I have enough textbook content. Now let me provide a thorough interpretation of this ECG.
ECG Interpretation
Machine-Reported Data (from the printout)
| Parameter | Value |
|---|
| Date/Time | 20-05-2026, 06:01 PM |
| Heart Rate (HR) | 94 bpm |
| P interval | 70 ms |
| PR interval | 119 ms |
| QRS duration | 87 ms |
| QT / QTc (Bazett) | 412 / 445 ms |
| P/QRS/T axis | 15 / 31 / 21 |
| RV5 / SV1 | 0.82 / 40.975 mV |
| Machine Diagnosis | Sinus Arrhythmia + T Wave Abnormality (V3/V4) |
Manual Interpretation
1. Rhythm — Sinus Arrhythmia
The tracing shows sinus rhythm (upright P waves in leads I, II, aVF preceding every QRS). The machine flags sinus arrhythmia, meaning the P-P interval varies by >120 ms or >10% between beats. This is physiologically normal, especially in younger individuals with higher vagal tone — it is the most common "arrhythmia" and requires no treatment. It often fluctuates with respiration (respiratory sinus arrhythmia). — Braunwald's Heart Disease, p. 574
2. Rate
94 bpm — normal sinus rate (60–100 bpm), no bradycardia or tachycardia.
3. PR interval — 119 ms
Borderline short but still within normal range (120–200 ms). No pre-excitation pattern is evident from the tracing.
4. QRS — 87 ms
Normal duration (<120 ms). No bundle branch block. Axis at 31° — normal axis.
5. QTc — 445 ms
Borderline prolonged (normal <440 ms in males, <450 ms in females). Mild prolongation at this level has uncertain clinical significance on its own, but warrants correlation with medications (QT-prolonging drugs), electrolytes (K⁺, Mg²⁺, Ca²⁺), and the clinical context.

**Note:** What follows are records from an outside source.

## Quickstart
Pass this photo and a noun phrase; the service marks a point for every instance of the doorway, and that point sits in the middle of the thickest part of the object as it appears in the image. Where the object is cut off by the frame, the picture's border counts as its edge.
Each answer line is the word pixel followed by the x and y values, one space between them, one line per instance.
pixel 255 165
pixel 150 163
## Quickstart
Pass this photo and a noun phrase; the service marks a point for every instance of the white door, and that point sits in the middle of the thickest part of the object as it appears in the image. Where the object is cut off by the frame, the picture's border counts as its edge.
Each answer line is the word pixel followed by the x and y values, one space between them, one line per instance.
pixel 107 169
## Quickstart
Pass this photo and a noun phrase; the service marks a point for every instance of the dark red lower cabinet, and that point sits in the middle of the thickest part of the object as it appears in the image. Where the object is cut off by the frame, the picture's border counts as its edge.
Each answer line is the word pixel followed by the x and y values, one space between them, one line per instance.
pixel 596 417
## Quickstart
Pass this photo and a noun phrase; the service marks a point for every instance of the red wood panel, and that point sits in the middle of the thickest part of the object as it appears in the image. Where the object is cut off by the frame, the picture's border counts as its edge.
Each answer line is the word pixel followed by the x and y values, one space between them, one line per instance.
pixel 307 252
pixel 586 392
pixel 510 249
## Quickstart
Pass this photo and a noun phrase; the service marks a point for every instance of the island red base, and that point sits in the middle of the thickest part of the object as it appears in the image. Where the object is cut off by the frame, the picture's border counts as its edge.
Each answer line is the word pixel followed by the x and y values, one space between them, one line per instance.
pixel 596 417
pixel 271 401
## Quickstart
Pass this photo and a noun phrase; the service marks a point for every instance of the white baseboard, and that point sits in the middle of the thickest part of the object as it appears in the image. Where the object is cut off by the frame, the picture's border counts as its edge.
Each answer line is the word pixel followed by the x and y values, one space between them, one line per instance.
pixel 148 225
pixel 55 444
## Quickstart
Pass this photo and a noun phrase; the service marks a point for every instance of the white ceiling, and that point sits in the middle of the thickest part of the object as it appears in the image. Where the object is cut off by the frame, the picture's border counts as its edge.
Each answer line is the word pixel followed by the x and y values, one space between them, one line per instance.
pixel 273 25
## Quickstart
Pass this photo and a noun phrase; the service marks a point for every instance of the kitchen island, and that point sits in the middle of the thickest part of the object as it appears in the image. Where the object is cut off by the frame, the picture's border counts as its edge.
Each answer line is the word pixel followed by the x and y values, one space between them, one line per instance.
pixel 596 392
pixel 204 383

6. T Wave Abnormality in V3/V4 ⚠️
This is the most clinically significant finding. T wave changes in the anterior precordial leads (V3/V4) have a broad differential:
| Cause | Features to Note |
|---|
| Ischemia / LAD stenosis | Deep (>2 mm), symmetric T-wave inversions in anterior leads are strongly associated with significant proximal LAD stenosis ("Wellens pattern") — Goldman-Cecil Medicine |
| NSTEMI / Subendocardial infarction | Anterior T-wave inversion ± elevated troponin — Rosen's Emergency Medicine |
| Right ventricular strain (PE, cor pulmonale) | T-wave inversions V1–V4 + S1Q3T3 |
| ARVC (Arrhythmogenic RV Cardiomyopathy) | Anterior T-wave inversions + epsilon wave, associated with palpitations/syncope — Tintinalli's |
| Hypertrophic cardiomyopathy | Giant T-wave inversions (especially apical HCM) — Goldman-Cecil |
| Normal variant / early repolarization | T-wave changes without structural pathology |
| Post-tachycardia / memory changes | Benign T-wave changes after rate changes |
From the ECG image itself, the T waves in V3/V4 appear to show flattening or inversion, consistent with the machine annotation. The depth and symmetry cannot be precisely quantified from the photo, but this finding should not be dismissed.
Clinical Recommendation
⚠️ The T wave abnormality in V3/V4 requires clinical correlation. This finding is NOT benign until ischemia has been excluded.
Immediate steps to consider:
- Troponin I/T (serial, 0h and 3h or 0h and 1h high-sensitivity) — to rule out ACS/NSTEMI
- Clinical history — chest pain, dyspnea, risk factors (HTN, DM, smoking, family history), age and sex of the patient
- Compare with prior ECG — new vs. old changes matter greatly
- Electrolytes — K⁺, Mg²⁺, Ca²⁺ for QTc borderline prolongation
- Echocardiogram — if ischemia suspected, to look for wall motion abnormality of the anterior wall (LAD territory)
- Review medications — any QT-prolonging drugs?
The sinus arrhythmia alone is benign and needs no treatment. The T wave abnormality is the flag that needs follow-up.
Sources: Braunwald's Heart Disease, p. 574; Goldman-Cecil Medicine; Rosen's Emergency Medicine; Tintinalli's Emergency Medicine
Disclaimer: This interpretation is for educational/clinical support purposes. A qualified physician must review the original tracing and clinical context before making any management decision.